As great as this news is, it is small comfort to the scores of patients who continue to squeeze into waiting rooms at public hospitals and clinics, languishing for hours before they are eventually seen by a doctor. We have heard repeatedly about the lack of equipment and the paucity of resources to do even the simplest of procedures, and this means that many of our citizens are being denied access to health care. Always, it is the poor who suffer more.

While we whine and criticise the ramshackle facilities, though, one thing that is unquestionable is the unswerving commitment and dedication of the medical staff who work under trying situations to keep members of society healthy. No wonder so many of our top-flight medical personnel have taken their skills and talents to countries such as the United States, Canada, and Great Britain. Jamaica remains the poorer for this and has been placed in the awkward position of having to recruit personnel to fill vacancies in its health service.

Then there is the important announcement of two promising vaccines to treat the deadly Ebola virus. While there are about six drugs being tested, these two appear to be way out there. One is being developed by pharmaceutical giant GlaxoSmithKline, and the other experimental vaccine has been licensed by Merck and NewLink. Both vaccines have been given the green light for testing on human beings.




More than 8,000 deaths in Guinea, Sierra Leone, and Liberia have been blamed on the current outbreak of Ebola, and this includes about 500 health-care workers who have been battling the disease on the frontlines. The number of fatalities obviously quickened the pace of research, and now, the vaccines are to be tested on persons over a six-month period.

Ebola causes severe haemorrhagic fever - which includes profuse organ bleeding - and as many as 90 per cent of infected persons die from shock, bleeding, and multi-organ failure.

Health Minister Dr Fenton Ferguson, who has been harshly criticised for his mishandling of the chikungunya crisis, is much more proactive in the approach to staving off Ebola, or at least he is prepared to deal with it if it arrives on our shores.

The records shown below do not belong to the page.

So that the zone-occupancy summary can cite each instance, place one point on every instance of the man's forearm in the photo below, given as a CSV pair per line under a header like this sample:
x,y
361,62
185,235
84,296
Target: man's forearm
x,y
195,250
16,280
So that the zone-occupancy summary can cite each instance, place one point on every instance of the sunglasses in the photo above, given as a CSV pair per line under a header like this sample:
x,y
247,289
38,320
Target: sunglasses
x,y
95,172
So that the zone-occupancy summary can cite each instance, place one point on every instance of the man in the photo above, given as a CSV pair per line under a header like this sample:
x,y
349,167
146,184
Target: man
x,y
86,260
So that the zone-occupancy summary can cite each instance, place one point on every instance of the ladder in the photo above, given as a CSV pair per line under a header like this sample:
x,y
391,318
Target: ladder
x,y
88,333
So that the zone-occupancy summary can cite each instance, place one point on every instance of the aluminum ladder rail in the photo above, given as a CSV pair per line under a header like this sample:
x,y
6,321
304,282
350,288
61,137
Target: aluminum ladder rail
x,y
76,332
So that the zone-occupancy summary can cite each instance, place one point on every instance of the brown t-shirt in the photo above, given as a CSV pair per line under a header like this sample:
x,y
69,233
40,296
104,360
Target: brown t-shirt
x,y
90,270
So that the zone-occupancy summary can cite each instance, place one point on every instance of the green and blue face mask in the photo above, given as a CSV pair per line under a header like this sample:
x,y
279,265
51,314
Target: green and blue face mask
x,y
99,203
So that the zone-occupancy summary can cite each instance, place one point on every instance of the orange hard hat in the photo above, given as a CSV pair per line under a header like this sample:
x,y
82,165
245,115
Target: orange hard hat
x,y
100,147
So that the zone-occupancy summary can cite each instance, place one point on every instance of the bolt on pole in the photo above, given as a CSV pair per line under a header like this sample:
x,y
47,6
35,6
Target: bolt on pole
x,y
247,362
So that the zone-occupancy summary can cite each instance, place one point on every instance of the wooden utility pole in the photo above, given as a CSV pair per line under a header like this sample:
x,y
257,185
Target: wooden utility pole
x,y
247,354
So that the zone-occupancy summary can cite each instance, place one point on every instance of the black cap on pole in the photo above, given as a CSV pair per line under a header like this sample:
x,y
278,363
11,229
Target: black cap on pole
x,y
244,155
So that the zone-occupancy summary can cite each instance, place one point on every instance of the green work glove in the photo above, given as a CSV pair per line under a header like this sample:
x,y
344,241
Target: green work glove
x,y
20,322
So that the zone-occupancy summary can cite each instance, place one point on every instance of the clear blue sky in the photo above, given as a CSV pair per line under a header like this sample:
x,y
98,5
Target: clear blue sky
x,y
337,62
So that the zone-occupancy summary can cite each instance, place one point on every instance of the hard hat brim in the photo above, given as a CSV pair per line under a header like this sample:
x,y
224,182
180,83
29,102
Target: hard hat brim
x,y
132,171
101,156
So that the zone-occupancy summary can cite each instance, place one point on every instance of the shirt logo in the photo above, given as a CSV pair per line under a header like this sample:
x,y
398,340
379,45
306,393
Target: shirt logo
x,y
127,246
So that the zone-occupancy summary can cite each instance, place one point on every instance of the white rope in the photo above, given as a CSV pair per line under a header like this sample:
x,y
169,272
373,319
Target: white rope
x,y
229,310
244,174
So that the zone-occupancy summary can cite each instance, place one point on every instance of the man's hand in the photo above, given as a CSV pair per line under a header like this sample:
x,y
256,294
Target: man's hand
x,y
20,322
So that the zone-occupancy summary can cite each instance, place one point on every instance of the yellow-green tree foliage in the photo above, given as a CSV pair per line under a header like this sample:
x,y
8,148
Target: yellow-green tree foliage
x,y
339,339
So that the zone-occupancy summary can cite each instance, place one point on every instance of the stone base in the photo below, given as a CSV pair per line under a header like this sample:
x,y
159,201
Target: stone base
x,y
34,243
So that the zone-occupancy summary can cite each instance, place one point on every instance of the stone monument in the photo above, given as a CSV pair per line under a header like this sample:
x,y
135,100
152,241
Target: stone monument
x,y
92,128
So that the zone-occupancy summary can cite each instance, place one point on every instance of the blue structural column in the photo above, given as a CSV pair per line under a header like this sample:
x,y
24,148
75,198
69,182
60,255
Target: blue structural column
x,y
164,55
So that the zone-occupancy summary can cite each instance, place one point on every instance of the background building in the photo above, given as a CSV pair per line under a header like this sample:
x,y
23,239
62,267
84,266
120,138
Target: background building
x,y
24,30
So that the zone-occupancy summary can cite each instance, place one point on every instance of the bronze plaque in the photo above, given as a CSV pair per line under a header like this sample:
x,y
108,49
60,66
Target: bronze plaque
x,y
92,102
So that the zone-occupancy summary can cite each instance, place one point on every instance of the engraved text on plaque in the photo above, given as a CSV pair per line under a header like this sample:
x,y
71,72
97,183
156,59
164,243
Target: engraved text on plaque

We take note of a statement issued in the press by the minister advising of a three-pronged approach, including border security, with innovations such as the introduction of thermal-sensing equipment at the island's two international airports, combined with health-management strategy and the continuation of a public-education programme this month.

Hopefully, lessons learned from the chikungunya epidemic will help the country cope effectively with any threat from Ebola.